PromptSpy Android Malware Leverages Google Gemini for Real-Time Adaptation
A new Android spyware, PromptSpy, is the first mobile malware to use Google's Gemini AI during runtime to dynamically adapt its behavior and evade detection.

A novel Android spyware, dubbed PromptSpy, has emerged as the first mobile malware to integrate generative AI capabilities directly into its runtime execution. Unlike traditional malware that relies on static, pre-programmed commands, PromptSpy queries Google's Gemini AI model in real-time to interpret screen data and determine its next actions. This dynamic approach allows the malware to adapt its behavior on the fly, making it significantly more resilient to analysis and removal.
At its core, PromptSpy functions as a sophisticated remote access trojan (RAT). It is capable of exfiltrating sensitive information such as lockscreen PINs and passwords, compiling lists of installed applications, capturing screenshots, and recording video without user awareness. Furthermore, it includes a live remote control module that grants attackers direct command over the infected device's screen. All communication between the malware and its command-and-control (C2) server is encrypted, aiding its ability to bypass basic network monitoring.
Researchers at ESET first identified PromptSpy while investigating a separate AI-powered ransomware campaign. Their analysis revealed that the malware was distributed via a website impersonating the Argentine branch of a major bank, complete with a spoofed app name to build user trust. Despite this deceptive distribution method, ESET's telemetry indicated limited real-world deployment, suggesting PromptSpy might still be in an early development phase rather than a widespread attack campaign. However, a single confirmed detection in Ukraine in February 2026 demonstrates that the threat has already begun to spread beyond its initial testing grounds.
What distinguishes PromptSpy is its innovative method for maintaining persistence on an infected device. A common challenge for mobile malware is preventing users from easily removing it by swiping it from the recent apps list. Automating this action is difficult due to the vast diversity of Android devices and operating system versions. PromptSpy circumvents this by sending Gemini a detailed description of the current screen, including all visible elements and their positions. It then uses Gemini's AI-generated instructions to perform the necessary gestures to lock itself into the recent apps view.
Beyond its AI-driven persistence tactics, PromptSpy employs further tricks to thwart uninstallation. It abuses accessibility permissions to place invisible overlays directly on top of the 'Stop' and 'Uninstall' buttons within the device's app settings menu. This means that any attempt by a user to tap these buttons will fail, as they are effectively clicking on an invisible layer instead of the intended UI element. Consequently, ESET advises that PromptSpy can typically only be removed by booting the device into safe mode, where accessibility services are disabled, allowing users to then uninstall the malicious application.

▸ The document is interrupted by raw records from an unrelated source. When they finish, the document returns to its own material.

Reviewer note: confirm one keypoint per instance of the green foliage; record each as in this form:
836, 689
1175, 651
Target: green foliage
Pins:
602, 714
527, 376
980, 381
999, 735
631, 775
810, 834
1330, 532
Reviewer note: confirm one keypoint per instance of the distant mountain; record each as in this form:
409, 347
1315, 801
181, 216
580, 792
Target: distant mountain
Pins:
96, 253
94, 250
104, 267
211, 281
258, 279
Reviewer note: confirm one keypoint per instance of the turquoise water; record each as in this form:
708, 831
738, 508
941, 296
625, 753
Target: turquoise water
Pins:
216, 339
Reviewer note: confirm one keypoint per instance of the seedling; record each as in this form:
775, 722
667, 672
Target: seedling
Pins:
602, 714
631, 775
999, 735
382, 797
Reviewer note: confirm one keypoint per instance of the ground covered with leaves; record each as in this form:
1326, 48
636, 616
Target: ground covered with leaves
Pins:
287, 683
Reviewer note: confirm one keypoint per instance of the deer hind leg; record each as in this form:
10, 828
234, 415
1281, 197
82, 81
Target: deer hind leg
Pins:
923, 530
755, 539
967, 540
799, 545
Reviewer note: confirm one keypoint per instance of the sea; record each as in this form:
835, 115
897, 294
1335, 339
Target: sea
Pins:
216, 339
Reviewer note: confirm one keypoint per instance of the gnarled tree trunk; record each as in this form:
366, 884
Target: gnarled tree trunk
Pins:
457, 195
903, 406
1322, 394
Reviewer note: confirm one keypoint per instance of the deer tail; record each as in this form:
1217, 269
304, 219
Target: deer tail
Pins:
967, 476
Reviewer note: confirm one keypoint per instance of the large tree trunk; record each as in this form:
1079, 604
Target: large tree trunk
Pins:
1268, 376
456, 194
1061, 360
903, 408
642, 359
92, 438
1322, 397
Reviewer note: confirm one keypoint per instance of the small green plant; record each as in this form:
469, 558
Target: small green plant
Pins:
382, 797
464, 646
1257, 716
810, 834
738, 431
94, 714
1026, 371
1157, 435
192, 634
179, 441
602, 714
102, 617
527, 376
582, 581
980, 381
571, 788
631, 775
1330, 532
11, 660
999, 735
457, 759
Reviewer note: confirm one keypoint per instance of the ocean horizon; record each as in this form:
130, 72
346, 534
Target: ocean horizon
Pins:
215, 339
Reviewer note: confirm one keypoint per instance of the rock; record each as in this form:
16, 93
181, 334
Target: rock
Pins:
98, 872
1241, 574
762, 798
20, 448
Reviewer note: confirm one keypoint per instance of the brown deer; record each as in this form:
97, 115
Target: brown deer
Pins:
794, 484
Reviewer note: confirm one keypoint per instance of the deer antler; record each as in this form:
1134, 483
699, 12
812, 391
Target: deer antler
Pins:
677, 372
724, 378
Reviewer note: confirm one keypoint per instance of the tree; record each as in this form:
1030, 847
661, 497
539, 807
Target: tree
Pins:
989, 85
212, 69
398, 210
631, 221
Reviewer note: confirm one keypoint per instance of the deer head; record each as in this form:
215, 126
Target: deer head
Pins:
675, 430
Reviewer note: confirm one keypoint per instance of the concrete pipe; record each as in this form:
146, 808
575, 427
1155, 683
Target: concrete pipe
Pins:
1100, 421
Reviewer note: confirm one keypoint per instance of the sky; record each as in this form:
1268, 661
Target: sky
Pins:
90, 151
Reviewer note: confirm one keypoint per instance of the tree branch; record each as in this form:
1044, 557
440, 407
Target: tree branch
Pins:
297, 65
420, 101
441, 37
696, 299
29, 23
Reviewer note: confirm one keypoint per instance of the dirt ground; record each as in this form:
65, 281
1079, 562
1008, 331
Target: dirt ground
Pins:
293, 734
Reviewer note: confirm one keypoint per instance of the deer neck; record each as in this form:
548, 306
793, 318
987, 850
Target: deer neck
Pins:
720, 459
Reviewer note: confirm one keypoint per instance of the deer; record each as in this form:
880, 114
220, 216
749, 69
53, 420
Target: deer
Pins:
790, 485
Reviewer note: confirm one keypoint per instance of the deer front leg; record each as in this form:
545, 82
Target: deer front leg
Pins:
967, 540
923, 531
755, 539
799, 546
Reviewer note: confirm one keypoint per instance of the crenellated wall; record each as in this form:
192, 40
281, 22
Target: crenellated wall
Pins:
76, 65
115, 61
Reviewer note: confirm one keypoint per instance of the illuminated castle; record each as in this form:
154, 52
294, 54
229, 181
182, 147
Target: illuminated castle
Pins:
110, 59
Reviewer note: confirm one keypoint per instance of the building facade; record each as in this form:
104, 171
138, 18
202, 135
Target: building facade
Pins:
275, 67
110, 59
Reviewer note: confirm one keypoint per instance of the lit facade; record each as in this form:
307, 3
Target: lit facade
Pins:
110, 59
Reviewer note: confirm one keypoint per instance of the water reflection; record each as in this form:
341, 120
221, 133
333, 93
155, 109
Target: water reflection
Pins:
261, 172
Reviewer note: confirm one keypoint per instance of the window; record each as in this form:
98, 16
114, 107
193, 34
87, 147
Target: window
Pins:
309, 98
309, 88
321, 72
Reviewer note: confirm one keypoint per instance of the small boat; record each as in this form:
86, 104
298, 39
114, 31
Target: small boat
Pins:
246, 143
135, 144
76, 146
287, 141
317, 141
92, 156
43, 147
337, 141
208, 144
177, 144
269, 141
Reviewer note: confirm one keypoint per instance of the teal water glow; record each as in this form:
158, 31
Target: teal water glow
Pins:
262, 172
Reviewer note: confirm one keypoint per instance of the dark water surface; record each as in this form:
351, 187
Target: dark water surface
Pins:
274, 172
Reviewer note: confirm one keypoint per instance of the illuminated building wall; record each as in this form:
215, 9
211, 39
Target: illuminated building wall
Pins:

Further analysis by Google's Threat Intelligence Group indicated that PromptSpy's AI component was designed with broader screen navigation goals in mind. Attackers can also remotely update various components of the malware, including its Gemini API keys, through its C2 infrastructure. While PromptSpy's current use of AI is focused on specific UI automation tasks, ESET researchers emphasize that this development signals a potential future where malware can dynamically adapt to its environment and bypass defenses, moving away from reliance on brittle, hardcoded logic.
The distribution website, mgardownload[.]com, is now offline, and the app name used by PromptSpy was 'MorganArgs', impersonating a JPMorgan Chase Argentina mobile application. The malware's development environment appears to be Chinese-speaking, highlighting the global nature of emerging cyber threats. The combination of advanced AI integration and sophisticated evasion techniques makes PromptSpy a significant development in the mobile malware landscape.